La question centrale est désormais celle de l’absorption du choc par les finances publiques. Le déficit budgétaire, ciblé à 3 % du PIB (soit 55,4 milliards de dirhams) par la loi de finances, paraît d’ores et déjà intenable si les cours du pétrole se maintiennent au-dessus de 100 dollars pendant plusieurs mois.

Le dilemme pour le gouvernement d’Aziz Akhannouch est celui de la répercussion.
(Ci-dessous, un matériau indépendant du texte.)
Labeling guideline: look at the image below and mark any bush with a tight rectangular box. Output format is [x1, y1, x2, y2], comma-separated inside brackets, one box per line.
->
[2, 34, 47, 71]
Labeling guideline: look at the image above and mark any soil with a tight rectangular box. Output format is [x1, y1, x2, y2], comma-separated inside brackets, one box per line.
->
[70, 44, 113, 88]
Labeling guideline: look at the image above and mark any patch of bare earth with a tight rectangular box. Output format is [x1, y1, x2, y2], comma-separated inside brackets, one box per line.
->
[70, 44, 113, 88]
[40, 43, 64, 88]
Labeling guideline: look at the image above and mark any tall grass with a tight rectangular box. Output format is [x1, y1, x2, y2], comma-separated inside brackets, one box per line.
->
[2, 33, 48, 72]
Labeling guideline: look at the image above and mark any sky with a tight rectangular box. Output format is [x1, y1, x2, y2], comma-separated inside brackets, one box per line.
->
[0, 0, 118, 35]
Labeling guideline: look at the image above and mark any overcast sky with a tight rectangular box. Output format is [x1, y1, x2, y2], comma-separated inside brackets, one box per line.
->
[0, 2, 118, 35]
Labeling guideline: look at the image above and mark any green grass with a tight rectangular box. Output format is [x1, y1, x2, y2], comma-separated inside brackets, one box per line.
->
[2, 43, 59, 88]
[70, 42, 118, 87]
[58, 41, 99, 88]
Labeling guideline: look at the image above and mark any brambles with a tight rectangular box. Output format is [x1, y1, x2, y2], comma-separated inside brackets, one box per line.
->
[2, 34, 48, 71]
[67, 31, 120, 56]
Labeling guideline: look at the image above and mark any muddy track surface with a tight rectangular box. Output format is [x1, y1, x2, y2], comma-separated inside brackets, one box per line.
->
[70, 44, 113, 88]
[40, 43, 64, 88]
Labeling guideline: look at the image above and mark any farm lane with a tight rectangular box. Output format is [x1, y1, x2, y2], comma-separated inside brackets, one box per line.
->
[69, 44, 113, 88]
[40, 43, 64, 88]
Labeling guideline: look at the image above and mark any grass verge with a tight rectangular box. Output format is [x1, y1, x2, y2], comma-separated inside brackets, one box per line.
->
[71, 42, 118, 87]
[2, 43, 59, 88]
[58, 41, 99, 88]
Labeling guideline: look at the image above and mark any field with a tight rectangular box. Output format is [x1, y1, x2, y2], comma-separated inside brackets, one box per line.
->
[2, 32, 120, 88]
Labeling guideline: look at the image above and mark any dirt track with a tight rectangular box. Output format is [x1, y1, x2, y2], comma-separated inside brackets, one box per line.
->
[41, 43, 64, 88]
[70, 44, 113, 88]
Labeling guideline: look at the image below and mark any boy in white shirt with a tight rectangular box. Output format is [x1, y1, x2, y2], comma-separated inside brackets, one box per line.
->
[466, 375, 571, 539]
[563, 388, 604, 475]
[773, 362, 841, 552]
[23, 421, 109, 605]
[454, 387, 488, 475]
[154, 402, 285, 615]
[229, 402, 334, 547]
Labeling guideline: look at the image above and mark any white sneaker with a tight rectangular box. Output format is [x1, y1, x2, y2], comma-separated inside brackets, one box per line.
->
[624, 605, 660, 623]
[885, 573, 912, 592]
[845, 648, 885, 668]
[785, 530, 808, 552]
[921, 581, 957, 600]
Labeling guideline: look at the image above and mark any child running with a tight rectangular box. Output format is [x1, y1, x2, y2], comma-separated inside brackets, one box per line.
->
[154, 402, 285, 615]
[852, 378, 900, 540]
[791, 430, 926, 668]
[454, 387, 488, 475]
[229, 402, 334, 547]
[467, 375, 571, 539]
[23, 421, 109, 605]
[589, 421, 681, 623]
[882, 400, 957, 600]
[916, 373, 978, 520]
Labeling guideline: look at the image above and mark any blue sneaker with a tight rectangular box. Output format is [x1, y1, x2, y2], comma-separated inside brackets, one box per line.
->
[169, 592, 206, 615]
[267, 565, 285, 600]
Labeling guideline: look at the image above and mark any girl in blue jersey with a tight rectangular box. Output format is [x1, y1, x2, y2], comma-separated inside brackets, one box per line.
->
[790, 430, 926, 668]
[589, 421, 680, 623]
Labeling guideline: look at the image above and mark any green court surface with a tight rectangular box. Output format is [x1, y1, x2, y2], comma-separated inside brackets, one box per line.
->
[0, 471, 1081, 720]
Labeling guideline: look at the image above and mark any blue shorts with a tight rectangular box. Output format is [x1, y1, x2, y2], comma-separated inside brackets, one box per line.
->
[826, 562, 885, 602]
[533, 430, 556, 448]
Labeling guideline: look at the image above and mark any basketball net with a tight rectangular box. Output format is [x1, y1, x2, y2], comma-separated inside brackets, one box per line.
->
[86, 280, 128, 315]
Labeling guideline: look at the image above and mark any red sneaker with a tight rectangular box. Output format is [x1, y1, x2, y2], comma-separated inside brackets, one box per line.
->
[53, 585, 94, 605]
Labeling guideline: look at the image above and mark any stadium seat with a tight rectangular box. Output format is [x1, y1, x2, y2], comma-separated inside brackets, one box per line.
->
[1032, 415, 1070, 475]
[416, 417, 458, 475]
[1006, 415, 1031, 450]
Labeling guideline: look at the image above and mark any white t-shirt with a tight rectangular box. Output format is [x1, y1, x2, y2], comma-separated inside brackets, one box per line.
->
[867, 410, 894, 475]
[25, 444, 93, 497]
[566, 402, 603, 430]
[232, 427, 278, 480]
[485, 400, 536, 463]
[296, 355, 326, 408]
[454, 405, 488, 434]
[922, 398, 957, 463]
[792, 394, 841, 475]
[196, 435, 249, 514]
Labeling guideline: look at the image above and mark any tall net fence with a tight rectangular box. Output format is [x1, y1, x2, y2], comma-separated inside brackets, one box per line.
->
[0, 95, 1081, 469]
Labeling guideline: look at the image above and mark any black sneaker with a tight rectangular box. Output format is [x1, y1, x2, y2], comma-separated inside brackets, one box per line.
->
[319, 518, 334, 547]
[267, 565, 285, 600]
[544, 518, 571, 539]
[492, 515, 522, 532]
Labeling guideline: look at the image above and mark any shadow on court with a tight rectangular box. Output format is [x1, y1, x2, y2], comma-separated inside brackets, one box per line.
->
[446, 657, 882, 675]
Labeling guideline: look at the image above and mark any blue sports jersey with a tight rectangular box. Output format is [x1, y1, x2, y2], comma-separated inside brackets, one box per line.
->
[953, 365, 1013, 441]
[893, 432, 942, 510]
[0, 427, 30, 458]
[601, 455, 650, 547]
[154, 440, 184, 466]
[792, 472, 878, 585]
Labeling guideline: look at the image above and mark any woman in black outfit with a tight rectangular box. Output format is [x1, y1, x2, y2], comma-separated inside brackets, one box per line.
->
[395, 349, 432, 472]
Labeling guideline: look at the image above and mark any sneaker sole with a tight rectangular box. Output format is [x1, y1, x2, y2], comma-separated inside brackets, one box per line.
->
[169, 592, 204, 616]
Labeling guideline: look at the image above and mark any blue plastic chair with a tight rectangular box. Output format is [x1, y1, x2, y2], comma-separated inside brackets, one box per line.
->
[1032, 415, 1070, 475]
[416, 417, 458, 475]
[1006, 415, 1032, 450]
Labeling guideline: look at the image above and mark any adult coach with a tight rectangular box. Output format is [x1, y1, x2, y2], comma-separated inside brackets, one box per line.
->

Le gouverneur Jouahri pose la question sans détour : « Est-ce que, lorsque vous arrivez à 100 dollars le baril, le gouvernement va répercuter l’augmentation globale ? Et si vous allez à 130 dollars ? » L’expérience de 2022 est encore dans les mémoires : la flambée post-Ukraine avait contraint le Royaume à mettre en place une remise sur les prix des carburants, creusant la charge de compensation.

Aujourd’hui, les stocks nationaux de produits pétroliers ne représentent qu’environ 30 jours de consommation, soit deux fois moins que le seuil légal fixé à 60 jours. La marge de manœuvre est étroite.

Le Maroc dispose toutefois d’atouts. Sa notation souveraine BBB-, obtenue en septembre 2025, lui ouvre l’accès à la catégorie « Investment Grade » et à des conditions de financement plus favorables que la plupart des économies africaines. Le Royaume peut également compter sur sa ligne de crédit modulable auprès du FMI, qualifiée de « filet de sécurité » par Jouahri en cas d’explosion des prix du baril. Sa dette reste majoritairement intérieure (73 %), à taux fixe (89 %) et de maturité longue (7 ans et 3 mois pour la composante domestique), ce qui limite l’exposition aux chocs de refinancement.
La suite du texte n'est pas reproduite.